That night, in his modest home near the Temple of the Sacred Relic in downtown Kandy, one of the island’s parliamentarians spoke with quiet frustration of the trauma that this awful era has caused his island paradise and its 14 million people--”We wake up in the morning, and we know tomorrow will be worse than today”--and he tried to square the living death with the religion that had taught them from birth the sacredness of all life.

“We’re not to kill even an animal or an ant,” Shelton Ranaraja said that evening, his body shaken and broken from the horrors that abounded in the peaceful jungle around him. “I don’t understand why this is happening. I cannot explain it.”

It was into this kaleidoscopic hall of horrors that a young American academic-turned-free-lance-journalist brought his abiding curiosity, hope and desire to understand and explain one of the world’s most confounding and remote civil wars.
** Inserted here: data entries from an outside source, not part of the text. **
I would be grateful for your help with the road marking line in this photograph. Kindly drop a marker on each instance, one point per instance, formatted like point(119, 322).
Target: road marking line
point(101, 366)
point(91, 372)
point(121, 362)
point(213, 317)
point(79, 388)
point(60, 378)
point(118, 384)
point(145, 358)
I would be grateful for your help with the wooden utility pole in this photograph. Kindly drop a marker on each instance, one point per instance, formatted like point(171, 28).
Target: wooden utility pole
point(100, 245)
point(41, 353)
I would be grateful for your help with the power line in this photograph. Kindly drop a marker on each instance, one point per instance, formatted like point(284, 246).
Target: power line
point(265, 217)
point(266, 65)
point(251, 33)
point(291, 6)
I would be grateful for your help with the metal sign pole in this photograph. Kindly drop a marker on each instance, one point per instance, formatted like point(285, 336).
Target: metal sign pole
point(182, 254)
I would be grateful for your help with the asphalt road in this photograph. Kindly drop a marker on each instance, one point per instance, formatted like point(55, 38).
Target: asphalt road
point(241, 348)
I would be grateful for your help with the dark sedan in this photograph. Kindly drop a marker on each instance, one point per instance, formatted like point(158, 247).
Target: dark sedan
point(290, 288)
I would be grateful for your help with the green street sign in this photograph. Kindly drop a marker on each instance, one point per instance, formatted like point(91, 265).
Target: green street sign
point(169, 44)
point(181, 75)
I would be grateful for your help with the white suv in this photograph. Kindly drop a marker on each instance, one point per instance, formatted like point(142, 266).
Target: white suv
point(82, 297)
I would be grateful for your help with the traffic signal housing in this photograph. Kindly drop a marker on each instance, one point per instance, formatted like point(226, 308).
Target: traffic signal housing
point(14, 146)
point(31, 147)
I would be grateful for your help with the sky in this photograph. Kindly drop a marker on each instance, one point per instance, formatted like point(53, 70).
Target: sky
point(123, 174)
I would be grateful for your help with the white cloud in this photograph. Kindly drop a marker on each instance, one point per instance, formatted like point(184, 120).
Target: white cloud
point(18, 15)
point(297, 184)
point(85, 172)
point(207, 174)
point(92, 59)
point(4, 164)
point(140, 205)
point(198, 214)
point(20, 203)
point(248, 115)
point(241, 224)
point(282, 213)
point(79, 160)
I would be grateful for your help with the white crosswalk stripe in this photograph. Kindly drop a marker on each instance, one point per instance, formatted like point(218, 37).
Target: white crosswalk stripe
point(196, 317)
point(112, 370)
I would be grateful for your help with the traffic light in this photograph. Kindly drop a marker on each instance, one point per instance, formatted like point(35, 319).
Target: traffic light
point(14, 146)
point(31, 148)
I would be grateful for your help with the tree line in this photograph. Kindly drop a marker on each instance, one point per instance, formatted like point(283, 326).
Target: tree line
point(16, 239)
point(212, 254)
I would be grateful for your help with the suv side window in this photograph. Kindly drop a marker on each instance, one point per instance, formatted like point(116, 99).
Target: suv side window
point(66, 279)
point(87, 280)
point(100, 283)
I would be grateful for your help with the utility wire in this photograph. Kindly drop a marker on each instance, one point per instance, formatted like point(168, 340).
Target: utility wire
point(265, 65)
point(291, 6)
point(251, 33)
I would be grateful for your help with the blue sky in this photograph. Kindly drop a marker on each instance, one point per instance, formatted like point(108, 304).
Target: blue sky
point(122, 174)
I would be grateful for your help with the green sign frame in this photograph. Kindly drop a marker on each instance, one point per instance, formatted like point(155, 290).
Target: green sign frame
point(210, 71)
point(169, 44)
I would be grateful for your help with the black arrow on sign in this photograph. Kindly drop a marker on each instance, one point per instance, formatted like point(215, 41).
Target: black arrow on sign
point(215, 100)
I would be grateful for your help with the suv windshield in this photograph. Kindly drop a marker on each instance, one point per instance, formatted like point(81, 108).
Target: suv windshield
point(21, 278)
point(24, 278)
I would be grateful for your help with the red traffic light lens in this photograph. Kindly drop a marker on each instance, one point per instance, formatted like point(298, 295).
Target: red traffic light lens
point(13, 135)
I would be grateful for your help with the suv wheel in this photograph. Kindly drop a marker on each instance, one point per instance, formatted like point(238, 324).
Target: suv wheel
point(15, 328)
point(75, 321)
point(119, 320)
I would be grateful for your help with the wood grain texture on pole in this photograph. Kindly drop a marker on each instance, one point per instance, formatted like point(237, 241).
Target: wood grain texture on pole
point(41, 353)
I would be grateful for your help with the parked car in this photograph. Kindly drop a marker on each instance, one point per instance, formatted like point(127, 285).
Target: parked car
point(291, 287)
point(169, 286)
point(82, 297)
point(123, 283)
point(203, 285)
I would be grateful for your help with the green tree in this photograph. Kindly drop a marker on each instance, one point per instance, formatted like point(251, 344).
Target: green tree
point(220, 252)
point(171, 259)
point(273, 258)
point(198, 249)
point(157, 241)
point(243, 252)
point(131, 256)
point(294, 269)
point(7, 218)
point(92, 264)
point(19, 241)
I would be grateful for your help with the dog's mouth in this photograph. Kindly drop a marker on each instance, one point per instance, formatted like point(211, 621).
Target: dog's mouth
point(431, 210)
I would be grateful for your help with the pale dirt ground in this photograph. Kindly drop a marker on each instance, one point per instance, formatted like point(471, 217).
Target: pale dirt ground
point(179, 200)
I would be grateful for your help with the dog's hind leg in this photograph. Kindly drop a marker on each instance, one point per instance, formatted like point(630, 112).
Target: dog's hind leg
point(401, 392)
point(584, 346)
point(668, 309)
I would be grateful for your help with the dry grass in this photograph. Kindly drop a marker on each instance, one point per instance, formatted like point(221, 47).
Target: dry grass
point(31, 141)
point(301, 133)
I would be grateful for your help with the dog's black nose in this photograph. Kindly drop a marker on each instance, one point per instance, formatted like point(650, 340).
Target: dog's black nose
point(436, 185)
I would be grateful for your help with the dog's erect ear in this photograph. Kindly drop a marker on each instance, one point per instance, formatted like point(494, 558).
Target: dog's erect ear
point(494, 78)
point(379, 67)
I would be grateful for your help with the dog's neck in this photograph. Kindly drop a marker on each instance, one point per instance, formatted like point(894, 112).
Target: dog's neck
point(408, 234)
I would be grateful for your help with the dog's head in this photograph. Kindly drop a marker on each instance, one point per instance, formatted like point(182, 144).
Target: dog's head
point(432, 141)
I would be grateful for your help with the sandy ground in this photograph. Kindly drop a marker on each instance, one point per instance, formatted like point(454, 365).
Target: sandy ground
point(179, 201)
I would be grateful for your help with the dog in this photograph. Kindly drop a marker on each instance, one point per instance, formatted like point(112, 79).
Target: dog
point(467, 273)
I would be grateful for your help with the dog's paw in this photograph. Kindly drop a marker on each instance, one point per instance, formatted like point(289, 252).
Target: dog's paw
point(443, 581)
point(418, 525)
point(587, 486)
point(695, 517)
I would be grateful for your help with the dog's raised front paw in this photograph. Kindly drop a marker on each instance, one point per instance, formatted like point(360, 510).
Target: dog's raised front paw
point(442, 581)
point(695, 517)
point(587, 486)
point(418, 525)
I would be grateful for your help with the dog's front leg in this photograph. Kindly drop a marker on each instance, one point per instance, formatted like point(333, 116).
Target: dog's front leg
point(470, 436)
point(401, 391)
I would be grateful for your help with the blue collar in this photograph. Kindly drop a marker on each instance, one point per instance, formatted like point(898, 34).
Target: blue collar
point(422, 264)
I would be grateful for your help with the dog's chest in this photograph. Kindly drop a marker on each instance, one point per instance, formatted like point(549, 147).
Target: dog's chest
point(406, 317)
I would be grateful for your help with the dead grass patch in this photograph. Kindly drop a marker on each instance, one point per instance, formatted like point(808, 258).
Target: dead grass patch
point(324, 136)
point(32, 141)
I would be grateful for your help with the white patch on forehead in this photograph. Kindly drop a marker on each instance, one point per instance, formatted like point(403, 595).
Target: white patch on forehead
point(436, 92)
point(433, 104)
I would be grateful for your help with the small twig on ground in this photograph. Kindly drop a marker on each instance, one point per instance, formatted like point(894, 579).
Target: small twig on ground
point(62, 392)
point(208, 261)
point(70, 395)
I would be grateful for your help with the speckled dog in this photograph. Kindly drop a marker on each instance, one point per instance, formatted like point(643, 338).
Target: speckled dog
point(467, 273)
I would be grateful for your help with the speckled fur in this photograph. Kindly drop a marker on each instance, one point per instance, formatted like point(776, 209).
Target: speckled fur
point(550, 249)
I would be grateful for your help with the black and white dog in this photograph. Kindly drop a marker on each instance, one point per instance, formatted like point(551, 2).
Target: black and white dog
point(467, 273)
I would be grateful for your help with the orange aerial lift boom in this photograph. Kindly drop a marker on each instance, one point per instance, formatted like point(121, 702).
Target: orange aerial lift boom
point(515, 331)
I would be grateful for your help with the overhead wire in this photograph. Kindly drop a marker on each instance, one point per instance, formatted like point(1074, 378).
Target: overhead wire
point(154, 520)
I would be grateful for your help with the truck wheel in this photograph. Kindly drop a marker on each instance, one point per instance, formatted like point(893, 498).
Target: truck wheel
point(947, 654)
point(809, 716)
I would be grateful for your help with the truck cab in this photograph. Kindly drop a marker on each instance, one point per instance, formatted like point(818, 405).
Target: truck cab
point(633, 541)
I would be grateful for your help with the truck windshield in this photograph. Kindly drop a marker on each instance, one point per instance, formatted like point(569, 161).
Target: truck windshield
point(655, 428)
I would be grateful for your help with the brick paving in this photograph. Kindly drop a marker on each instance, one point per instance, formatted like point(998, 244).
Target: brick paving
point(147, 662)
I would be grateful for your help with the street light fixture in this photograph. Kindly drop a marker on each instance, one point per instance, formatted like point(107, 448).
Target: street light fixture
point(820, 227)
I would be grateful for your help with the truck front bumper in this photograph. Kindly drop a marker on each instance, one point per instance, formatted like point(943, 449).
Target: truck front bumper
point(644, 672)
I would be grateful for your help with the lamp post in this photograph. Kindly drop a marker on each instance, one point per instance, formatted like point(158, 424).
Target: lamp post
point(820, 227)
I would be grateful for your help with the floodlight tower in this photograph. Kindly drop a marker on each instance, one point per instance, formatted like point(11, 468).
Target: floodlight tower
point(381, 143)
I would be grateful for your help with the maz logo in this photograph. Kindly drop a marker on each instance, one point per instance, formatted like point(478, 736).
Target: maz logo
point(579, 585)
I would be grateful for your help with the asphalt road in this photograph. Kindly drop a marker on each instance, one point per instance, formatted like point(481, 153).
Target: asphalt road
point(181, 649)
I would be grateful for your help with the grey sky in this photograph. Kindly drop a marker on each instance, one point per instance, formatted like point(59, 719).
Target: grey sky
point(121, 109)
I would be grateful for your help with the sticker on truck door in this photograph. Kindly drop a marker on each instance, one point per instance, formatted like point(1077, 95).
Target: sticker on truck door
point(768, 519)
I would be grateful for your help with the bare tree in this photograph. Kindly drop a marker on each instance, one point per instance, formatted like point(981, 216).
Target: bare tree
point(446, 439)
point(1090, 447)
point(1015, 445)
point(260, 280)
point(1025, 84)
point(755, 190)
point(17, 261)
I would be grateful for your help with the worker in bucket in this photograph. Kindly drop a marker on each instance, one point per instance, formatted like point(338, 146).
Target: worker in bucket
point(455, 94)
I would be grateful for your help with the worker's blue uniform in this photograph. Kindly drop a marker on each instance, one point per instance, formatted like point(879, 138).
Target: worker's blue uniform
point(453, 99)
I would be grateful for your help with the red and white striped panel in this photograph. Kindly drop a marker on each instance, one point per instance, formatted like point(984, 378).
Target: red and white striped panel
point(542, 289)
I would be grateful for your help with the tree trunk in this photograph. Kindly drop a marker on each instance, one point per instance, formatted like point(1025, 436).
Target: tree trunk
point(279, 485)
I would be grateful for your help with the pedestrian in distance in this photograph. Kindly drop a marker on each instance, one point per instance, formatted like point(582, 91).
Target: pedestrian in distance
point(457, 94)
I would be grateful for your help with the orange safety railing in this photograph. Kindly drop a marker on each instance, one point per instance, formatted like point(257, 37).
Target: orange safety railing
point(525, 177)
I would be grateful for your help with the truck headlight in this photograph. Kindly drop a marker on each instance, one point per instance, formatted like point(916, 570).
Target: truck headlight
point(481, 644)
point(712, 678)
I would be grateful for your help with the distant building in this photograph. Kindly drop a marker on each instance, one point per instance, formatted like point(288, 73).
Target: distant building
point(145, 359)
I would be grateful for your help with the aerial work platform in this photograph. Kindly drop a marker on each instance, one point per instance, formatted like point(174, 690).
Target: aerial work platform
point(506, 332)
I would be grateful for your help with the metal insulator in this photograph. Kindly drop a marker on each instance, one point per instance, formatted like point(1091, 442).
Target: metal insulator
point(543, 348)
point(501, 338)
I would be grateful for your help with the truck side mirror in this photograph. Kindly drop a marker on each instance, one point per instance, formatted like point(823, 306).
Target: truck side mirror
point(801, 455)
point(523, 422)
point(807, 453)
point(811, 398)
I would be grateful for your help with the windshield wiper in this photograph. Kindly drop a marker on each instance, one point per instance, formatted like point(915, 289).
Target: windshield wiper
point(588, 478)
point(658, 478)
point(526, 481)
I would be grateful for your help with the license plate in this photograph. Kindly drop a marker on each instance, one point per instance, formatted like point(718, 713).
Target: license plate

The enduring ethnic conflict grew from an era of Machievellian British rule in which the island’s colonial masters vested the minority Tamils with jobs and power to avoid rebellion from the majority Sinhalese, only to hand that power to the virulently frustrated Sinhalese at independence in 1948.

William McGowan had seen brief glimpses of the conflict in the fall of 1986, when he came to the remote Indian Ocean island formerly known as Ceylon to serve as an adjunct professor at the School of International Training. His self-appointed task when he returned a year later was far more daunting: to live for a year on an island that journalists visit only briefly, a land already five years and 8,000 dead into the brutal conflicts that have so defied comprehension. His goal was to understand the cultural, historic and religious roots of Sri Lanka’s lethal labyrinth.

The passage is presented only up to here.